Trade and commerce have always been the foundation on which this nation was built.

That trade was, in turn, built on a progressive and productive farming sector, inspired by the likes of Townshend and Coke, which fuelled both the Industrial Revolution and the rise of Britain as a global power in the 18th and 19th centuries.

And there is still much to celebrate about British agriculture and its proud history of innovation that exists to this day, not only at farm level, but in the many world-leading agri-tech businesses that export high-value goods and services all over the world.

Given that Brexit was seen by many within our own industry as offering the chance to unhitch ourselves from the yoke of European agri-technophobia and forge ahead into a brave new world of commercial opportunity, I guess I am not the only one more than a little concerned by the vision for Britain’s countryside as set out by Defra secretary Michael Gove in last week’s Sunday Telegraph.

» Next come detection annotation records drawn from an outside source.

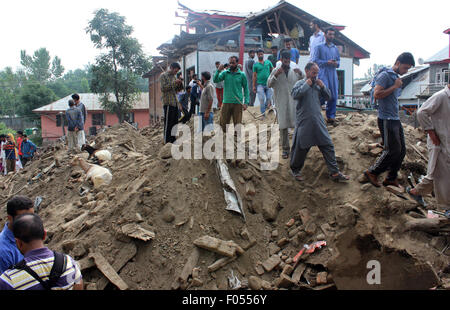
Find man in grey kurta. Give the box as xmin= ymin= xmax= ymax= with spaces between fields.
xmin=267 ymin=51 xmax=302 ymax=159
xmin=291 ymin=62 xmax=349 ymax=182
xmin=245 ymin=50 xmax=256 ymax=107
xmin=408 ymin=83 xmax=450 ymax=209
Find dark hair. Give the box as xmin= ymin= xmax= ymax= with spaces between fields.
xmin=311 ymin=19 xmax=321 ymax=28
xmin=228 ymin=56 xmax=239 ymax=62
xmin=325 ymin=27 xmax=336 ymax=34
xmin=12 ymin=214 xmax=45 ymax=243
xmin=305 ymin=62 xmax=317 ymax=71
xmin=395 ymin=52 xmax=416 ymax=67
xmin=170 ymin=62 xmax=181 ymax=70
xmin=202 ymin=71 xmax=211 ymax=81
xmin=6 ymin=196 xmax=34 ymax=217
xmin=280 ymin=49 xmax=291 ymax=59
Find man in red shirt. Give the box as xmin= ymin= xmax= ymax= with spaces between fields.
xmin=16 ymin=131 xmax=23 ymax=162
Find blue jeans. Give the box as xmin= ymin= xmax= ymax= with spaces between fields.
xmin=200 ymin=112 xmax=214 ymax=131
xmin=256 ymin=85 xmax=273 ymax=114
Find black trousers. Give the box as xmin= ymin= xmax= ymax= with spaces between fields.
xmin=164 ymin=105 xmax=178 ymax=144
xmin=369 ymin=119 xmax=406 ymax=181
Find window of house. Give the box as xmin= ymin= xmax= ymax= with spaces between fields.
xmin=337 ymin=70 xmax=345 ymax=99
xmin=92 ymin=113 xmax=105 ymax=126
xmin=56 ymin=114 xmax=67 ymax=127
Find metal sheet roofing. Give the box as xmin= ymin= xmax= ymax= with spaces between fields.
xmin=425 ymin=46 xmax=450 ymax=63
xmin=33 ymin=93 xmax=149 ymax=113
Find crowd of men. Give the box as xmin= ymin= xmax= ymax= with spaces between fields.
xmin=0 ymin=131 xmax=37 ymax=175
xmin=0 ymin=196 xmax=83 ymax=290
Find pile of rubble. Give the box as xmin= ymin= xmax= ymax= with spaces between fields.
xmin=0 ymin=108 xmax=450 ymax=290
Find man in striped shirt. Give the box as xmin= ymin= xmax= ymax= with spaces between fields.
xmin=0 ymin=214 xmax=83 ymax=290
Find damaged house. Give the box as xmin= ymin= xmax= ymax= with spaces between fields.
xmin=144 ymin=1 xmax=370 ymax=123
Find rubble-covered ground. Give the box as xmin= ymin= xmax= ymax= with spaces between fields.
xmin=0 ymin=108 xmax=450 ymax=290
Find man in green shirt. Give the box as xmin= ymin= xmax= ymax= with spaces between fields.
xmin=213 ymin=56 xmax=250 ymax=132
xmin=253 ymin=49 xmax=273 ymax=118
xmin=267 ymin=46 xmax=278 ymax=68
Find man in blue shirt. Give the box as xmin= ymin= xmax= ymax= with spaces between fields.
xmin=278 ymin=38 xmax=300 ymax=65
xmin=21 ymin=135 xmax=37 ymax=167
xmin=66 ymin=100 xmax=84 ymax=152
xmin=0 ymin=196 xmax=34 ymax=274
xmin=364 ymin=53 xmax=415 ymax=187
xmin=312 ymin=27 xmax=341 ymax=125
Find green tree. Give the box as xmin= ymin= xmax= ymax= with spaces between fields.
xmin=86 ymin=9 xmax=151 ymax=123
xmin=0 ymin=67 xmax=27 ymax=116
xmin=18 ymin=83 xmax=58 ymax=119
xmin=20 ymin=48 xmax=64 ymax=84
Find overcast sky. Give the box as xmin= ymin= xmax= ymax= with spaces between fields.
xmin=0 ymin=0 xmax=450 ymax=77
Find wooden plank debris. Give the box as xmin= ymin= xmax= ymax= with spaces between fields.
xmin=89 ymin=253 xmax=128 ymax=290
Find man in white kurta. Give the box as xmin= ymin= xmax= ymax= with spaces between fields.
xmin=267 ymin=51 xmax=302 ymax=159
xmin=409 ymin=83 xmax=450 ymax=209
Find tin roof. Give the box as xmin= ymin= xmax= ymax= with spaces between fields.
xmin=33 ymin=93 xmax=149 ymax=113
xmin=425 ymin=46 xmax=450 ymax=63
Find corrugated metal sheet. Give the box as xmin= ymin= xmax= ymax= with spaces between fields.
xmin=425 ymin=46 xmax=450 ymax=63
xmin=33 ymin=93 xmax=149 ymax=113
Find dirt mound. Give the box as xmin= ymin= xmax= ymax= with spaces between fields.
xmin=1 ymin=108 xmax=450 ymax=290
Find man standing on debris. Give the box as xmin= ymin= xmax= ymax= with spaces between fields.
xmin=267 ymin=51 xmax=302 ymax=159
xmin=245 ymin=50 xmax=256 ymax=107
xmin=408 ymin=83 xmax=450 ymax=209
xmin=0 ymin=196 xmax=34 ymax=274
xmin=213 ymin=61 xmax=223 ymax=110
xmin=177 ymin=85 xmax=192 ymax=124
xmin=291 ymin=62 xmax=349 ymax=182
xmin=252 ymin=49 xmax=273 ymax=119
xmin=21 ymin=135 xmax=37 ymax=167
xmin=200 ymin=71 xmax=215 ymax=130
xmin=0 ymin=214 xmax=83 ymax=290
xmin=214 ymin=56 xmax=250 ymax=132
xmin=0 ymin=135 xmax=6 ymax=175
xmin=66 ymin=100 xmax=83 ymax=153
xmin=159 ymin=63 xmax=183 ymax=144
xmin=3 ymin=134 xmax=18 ymax=173
xmin=312 ymin=27 xmax=341 ymax=125
xmin=278 ymin=38 xmax=300 ymax=65
xmin=309 ymin=19 xmax=325 ymax=61
xmin=364 ymin=53 xmax=415 ymax=187
xmin=72 ymin=94 xmax=87 ymax=151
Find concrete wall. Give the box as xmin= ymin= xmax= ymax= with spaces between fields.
xmin=41 ymin=110 xmax=150 ymax=140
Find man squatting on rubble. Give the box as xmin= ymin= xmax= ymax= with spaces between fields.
xmin=364 ymin=53 xmax=415 ymax=187
xmin=267 ymin=50 xmax=303 ymax=159
xmin=291 ymin=62 xmax=349 ymax=182
xmin=408 ymin=83 xmax=450 ymax=209
xmin=0 ymin=214 xmax=83 ymax=290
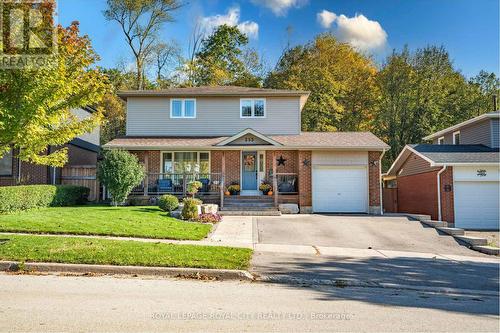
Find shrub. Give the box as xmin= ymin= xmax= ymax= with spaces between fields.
xmin=97 ymin=149 xmax=145 ymax=206
xmin=227 ymin=184 xmax=240 ymax=195
xmin=186 ymin=180 xmax=203 ymax=198
xmin=196 ymin=213 xmax=222 ymax=224
xmin=158 ymin=194 xmax=179 ymax=213
xmin=0 ymin=185 xmax=90 ymax=213
xmin=182 ymin=198 xmax=201 ymax=221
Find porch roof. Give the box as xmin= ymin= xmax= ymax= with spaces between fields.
xmin=103 ymin=132 xmax=390 ymax=150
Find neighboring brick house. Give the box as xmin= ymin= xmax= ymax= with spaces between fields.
xmin=384 ymin=112 xmax=500 ymax=230
xmin=104 ymin=87 xmax=389 ymax=214
xmin=0 ymin=107 xmax=100 ymax=186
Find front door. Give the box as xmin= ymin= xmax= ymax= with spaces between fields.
xmin=241 ymin=151 xmax=257 ymax=191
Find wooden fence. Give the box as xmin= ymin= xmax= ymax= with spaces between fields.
xmin=61 ymin=165 xmax=99 ymax=201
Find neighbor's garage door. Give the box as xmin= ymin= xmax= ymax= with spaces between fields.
xmin=454 ymin=182 xmax=500 ymax=229
xmin=453 ymin=166 xmax=500 ymax=229
xmin=312 ymin=166 xmax=368 ymax=213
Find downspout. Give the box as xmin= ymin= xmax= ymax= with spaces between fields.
xmin=437 ymin=165 xmax=447 ymax=221
xmin=378 ymin=149 xmax=386 ymax=215
xmin=17 ymin=148 xmax=21 ymax=185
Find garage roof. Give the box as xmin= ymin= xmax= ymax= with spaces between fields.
xmin=410 ymin=144 xmax=500 ymax=163
xmin=386 ymin=144 xmax=500 ymax=177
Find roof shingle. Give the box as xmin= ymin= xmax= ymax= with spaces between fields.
xmin=104 ymin=132 xmax=390 ymax=150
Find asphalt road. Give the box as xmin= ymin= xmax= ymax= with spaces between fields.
xmin=0 ymin=274 xmax=499 ymax=332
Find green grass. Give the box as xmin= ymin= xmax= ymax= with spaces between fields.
xmin=0 ymin=235 xmax=252 ymax=269
xmin=0 ymin=206 xmax=212 ymax=240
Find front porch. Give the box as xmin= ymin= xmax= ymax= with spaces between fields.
xmin=130 ymin=150 xmax=310 ymax=209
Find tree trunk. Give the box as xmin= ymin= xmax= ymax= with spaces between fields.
xmin=135 ymin=59 xmax=144 ymax=90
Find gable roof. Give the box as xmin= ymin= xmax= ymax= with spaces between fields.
xmin=386 ymin=144 xmax=500 ymax=176
xmin=424 ymin=111 xmax=500 ymax=140
xmin=118 ymin=86 xmax=310 ymax=99
xmin=104 ymin=130 xmax=390 ymax=151
xmin=217 ymin=128 xmax=282 ymax=146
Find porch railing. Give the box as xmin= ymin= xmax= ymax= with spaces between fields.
xmin=272 ymin=173 xmax=299 ymax=206
xmin=131 ymin=173 xmax=223 ymax=196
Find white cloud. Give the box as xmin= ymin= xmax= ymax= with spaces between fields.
xmin=317 ymin=10 xmax=387 ymax=51
xmin=316 ymin=9 xmax=337 ymax=29
xmin=200 ymin=7 xmax=259 ymax=39
xmin=251 ymin=0 xmax=309 ymax=16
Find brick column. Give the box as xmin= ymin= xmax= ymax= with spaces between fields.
xmin=439 ymin=167 xmax=455 ymax=224
xmin=297 ymin=151 xmax=312 ymax=214
xmin=368 ymin=151 xmax=382 ymax=215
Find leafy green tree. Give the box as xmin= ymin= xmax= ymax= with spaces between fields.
xmin=264 ymin=33 xmax=378 ymax=131
xmin=97 ymin=149 xmax=146 ymax=206
xmin=186 ymin=24 xmax=261 ymax=86
xmin=469 ymin=71 xmax=500 ymax=116
xmin=373 ymin=46 xmax=474 ymax=167
xmin=0 ymin=22 xmax=109 ymax=167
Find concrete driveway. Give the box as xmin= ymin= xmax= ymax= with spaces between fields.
xmin=252 ymin=215 xmax=499 ymax=293
xmin=256 ymin=215 xmax=485 ymax=257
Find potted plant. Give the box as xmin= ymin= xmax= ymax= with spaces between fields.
xmin=259 ymin=182 xmax=273 ymax=195
xmin=227 ymin=184 xmax=240 ymax=195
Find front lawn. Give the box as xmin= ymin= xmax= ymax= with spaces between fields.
xmin=0 ymin=235 xmax=252 ymax=269
xmin=0 ymin=206 xmax=212 ymax=240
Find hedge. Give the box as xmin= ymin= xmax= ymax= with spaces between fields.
xmin=0 ymin=185 xmax=90 ymax=213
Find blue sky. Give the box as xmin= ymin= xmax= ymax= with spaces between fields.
xmin=58 ymin=0 xmax=500 ymax=77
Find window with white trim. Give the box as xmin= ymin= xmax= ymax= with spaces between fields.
xmin=170 ymin=98 xmax=196 ymax=118
xmin=0 ymin=149 xmax=12 ymax=176
xmin=162 ymin=151 xmax=210 ymax=174
xmin=240 ymin=98 xmax=266 ymax=118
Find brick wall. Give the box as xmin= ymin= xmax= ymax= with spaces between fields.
xmin=297 ymin=151 xmax=312 ymax=213
xmin=440 ymin=167 xmax=455 ymax=223
xmin=266 ymin=150 xmax=298 ymax=175
xmin=66 ymin=145 xmax=97 ymax=166
xmin=210 ymin=150 xmax=241 ymax=186
xmin=368 ymin=151 xmax=382 ymax=214
xmin=130 ymin=150 xmax=161 ymax=173
xmin=398 ymin=171 xmax=438 ymax=220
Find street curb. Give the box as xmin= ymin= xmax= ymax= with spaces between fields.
xmin=0 ymin=261 xmax=254 ymax=281
xmin=255 ymin=276 xmax=500 ymax=297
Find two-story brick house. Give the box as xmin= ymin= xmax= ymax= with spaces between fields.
xmin=384 ymin=111 xmax=500 ymax=230
xmin=104 ymin=87 xmax=389 ymax=213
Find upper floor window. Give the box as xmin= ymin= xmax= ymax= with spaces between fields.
xmin=240 ymin=98 xmax=266 ymax=118
xmin=0 ymin=149 xmax=12 ymax=176
xmin=170 ymin=99 xmax=196 ymax=118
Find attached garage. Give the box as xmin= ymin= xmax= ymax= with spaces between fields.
xmin=386 ymin=144 xmax=500 ymax=230
xmin=312 ymin=152 xmax=368 ymax=213
xmin=453 ymin=166 xmax=500 ymax=230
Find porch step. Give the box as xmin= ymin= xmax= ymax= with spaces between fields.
xmin=224 ymin=202 xmax=275 ymax=209
xmin=454 ymin=236 xmax=488 ymax=247
xmin=224 ymin=195 xmax=274 ymax=202
xmin=436 ymin=227 xmax=465 ymax=236
xmin=420 ymin=220 xmax=448 ymax=228
xmin=219 ymin=208 xmax=281 ymax=216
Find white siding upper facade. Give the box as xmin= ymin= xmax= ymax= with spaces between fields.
xmin=127 ymin=96 xmax=301 ymax=136
xmin=71 ymin=108 xmax=100 ymax=146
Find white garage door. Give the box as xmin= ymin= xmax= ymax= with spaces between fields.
xmin=312 ymin=166 xmax=368 ymax=213
xmin=454 ymin=181 xmax=500 ymax=229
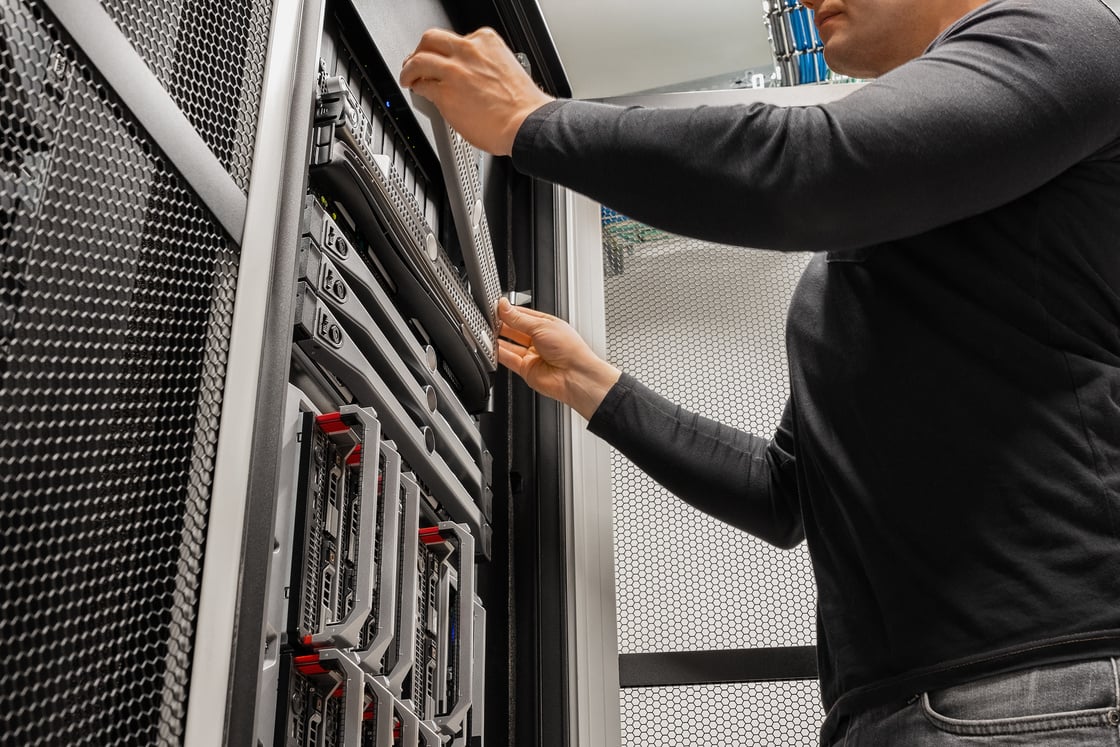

Mr Gove began his missive with a polemic against the Common Agricultural Policy (CAP), stating how it had, in his opinion, “merely rewarded land ownership rather than management” – a view I have some sympathy with.

He then opined that the CAP had subsequently “damaged the countryside and biodiversity” – a view I have no sympathy with.

He then went on to laud the entire canon of European environmental legislation, and committed to not only enshrine it, in totality, in UK law as part of the EU Withdrawal Bill, but in addition, to build on that already onerous and often inappropriate regulatory burden in order to deliver the government’s vision of a “Green Brexit”. So much for the much-anticipated bonfire of EU regulation.

Furthermore, the prospect of the environmental “mega-quango” he plans to set up to enforce these higher voluntary standards fills me with dread.

I shudder to think what motley collection of the unaccountable will end up, in the interests of “balance”, shaping the future of a countryside whose principal purpose has for centuries been to produce the nation’s food.

Any mention of farming and food production was eerily absent from what Mr Gove described as “an opportunity to set the gold standard for environmental science and become a home for centres of environmental excellence”.

Call me a cynic if you like, but I struggle to see how this is going to help our economy in any meaningful way.

Indeed, the inevitable export of UK food production that will accompany the creation of this illusory eco-Utopia is not only extremely short-sighted, naive and crassly hypocritical, but is almost totally at odds with the core values of a government which, on all other fronts, is actively promoting business and economic growth.

Forget a nation of shopkeepers. Under Mr Gove’s shiny new vision of the future we can look forward to becoming a nation of impoverished park keepers.